How FX's ‘What We Do in the Shadows’ Bleeds Comedy From Vampire Canon

Five years after the release of their acclaimed vampire mockumentary What We Do in the Shadows, Jemaine Clement and Taika Waititi have expanded the film’s satirical world into a spinoff series for FX, which features an entirely new cast of co-habiting vampires and transplants the action from New Zealand to New York.

Over the course of its 10-episode season, the show riffs on iconic vampire canon from Anne Rice to Twilight. Much of its humor emerges from the juxtaposition between the characters’ lofty view of themselves as part of this classic vampire tradition and the sitcom tone of their actual humdrum lives n Staten Island.

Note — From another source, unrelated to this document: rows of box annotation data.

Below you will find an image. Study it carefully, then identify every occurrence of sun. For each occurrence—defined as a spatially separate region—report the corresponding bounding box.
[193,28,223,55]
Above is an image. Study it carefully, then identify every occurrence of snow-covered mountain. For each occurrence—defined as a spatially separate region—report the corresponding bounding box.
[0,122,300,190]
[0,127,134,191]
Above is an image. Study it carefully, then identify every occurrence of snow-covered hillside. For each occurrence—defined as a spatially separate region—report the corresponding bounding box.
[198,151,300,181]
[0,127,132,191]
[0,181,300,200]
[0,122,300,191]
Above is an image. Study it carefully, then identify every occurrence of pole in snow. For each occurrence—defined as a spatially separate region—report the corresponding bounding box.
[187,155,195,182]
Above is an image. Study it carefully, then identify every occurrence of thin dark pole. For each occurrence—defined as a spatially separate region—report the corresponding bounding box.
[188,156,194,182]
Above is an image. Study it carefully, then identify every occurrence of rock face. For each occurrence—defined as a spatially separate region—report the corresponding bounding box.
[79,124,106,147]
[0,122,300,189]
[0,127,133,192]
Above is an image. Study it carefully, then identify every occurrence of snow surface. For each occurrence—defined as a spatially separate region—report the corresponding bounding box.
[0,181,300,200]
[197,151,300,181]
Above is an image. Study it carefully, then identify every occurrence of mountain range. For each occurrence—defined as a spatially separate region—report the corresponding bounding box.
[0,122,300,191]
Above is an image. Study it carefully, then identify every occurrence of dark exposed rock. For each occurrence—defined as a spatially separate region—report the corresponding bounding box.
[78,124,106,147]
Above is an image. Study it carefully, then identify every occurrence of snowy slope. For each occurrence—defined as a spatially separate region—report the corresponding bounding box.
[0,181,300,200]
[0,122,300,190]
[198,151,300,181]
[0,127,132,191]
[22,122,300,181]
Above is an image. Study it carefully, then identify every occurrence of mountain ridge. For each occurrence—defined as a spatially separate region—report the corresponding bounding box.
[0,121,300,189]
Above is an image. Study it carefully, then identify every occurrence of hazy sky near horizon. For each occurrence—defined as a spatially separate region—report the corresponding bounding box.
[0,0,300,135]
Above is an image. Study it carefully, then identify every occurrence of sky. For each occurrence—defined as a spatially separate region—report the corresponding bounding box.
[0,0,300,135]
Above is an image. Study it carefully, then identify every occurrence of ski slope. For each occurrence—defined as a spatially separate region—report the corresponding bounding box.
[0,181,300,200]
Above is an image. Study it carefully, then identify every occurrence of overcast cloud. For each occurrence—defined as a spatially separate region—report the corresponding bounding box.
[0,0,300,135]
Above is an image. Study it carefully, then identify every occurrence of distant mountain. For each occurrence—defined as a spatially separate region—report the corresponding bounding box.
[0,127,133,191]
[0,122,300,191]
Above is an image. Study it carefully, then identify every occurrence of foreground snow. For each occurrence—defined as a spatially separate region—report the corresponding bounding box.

Interview With the Vampire was something we talked about a lot when we were making the movie,” Clement tells The Hollywood Reporter, noting that the series takes the homage a step further and features an overt reference to Interview. “We’ve always thought of our characters as the 'real vampires,' as opposed to movie vampires, but they still like those movies because they glorify vampires and their lifestyle."
Such is the case with Nandor (Kayvan Novak), who in the show’s pilot gleefully purchases a container of glitter so that he can sparkle “like Twilight." This, too, is an expansion of an idea touched on in the movie, Clement notes: “In the movie, one of the characters likes Twilight because he knows it’s popular, but he hasn’t actually seen it — he thinks the main character is named Twilight.” Nandor, along with his long-suffering servant Guillermo (Harvey Guillén), represents a slightly more pop culture-savvy kind of modern vampire. “I think Nandor and Guillermo spend a lot of time going to the movies together.”
The dynamic between Nandor and Guillermo was an integral addition for Clement and Waititi as they worked on fleshing out new characters whose arcs could sustain a series.
“We hadn’t explored the master-familiar thing very much in the film, and we always thought there was more in it," said Clement. "It’s a classic comedy dynamic, where Nandor keeps him strung along just enough to keep working for him. I think of it as like a good assistant; it’s hard for someone who’s good at that job to be promoted.”
After 10 years of service, Guillermo is hoping for a very specific kind of promotion — namely, to be turned into a vampire — but has his hopes dashed before the end of the pilot. The question of whether Nandor will ever give Guillermo his wish will be ongoing through the first season, Clement says. 
The show’s other major innovation is the Energy Vampire, a common variety of vampire that sucks energy from its victims by boring them into submission with endless, droning conversation. “It’s a term I’ve heard used to describe people who are difficult to talk to, and I've definitely been cornered by these people at parties,” Clement says. “Those people that you feel you need to be saved from, and the longer you’re in [the conversation] the more difficult it is to get away. It was just taking that to the supernatural level.”
Mark Proksch, who plays the show’s most prominent energy vampire, Colin Robinson, improvises much of his own mind-numbing dialogue, Clement notes with admiration: “The shame of it is that we have so much more stuff with him that we couldn’t fit in. A lot of it’s not on the page, he can just do that endlessly. We were like, ‘Just say boring things to this person,’ and we never got to a point where he’d run out. He’s such a funny guy, but I do wonder how this is gonna affect parties for him.”
What We Do in the Shadows premieres at 10 p.m. Wednesday on FX.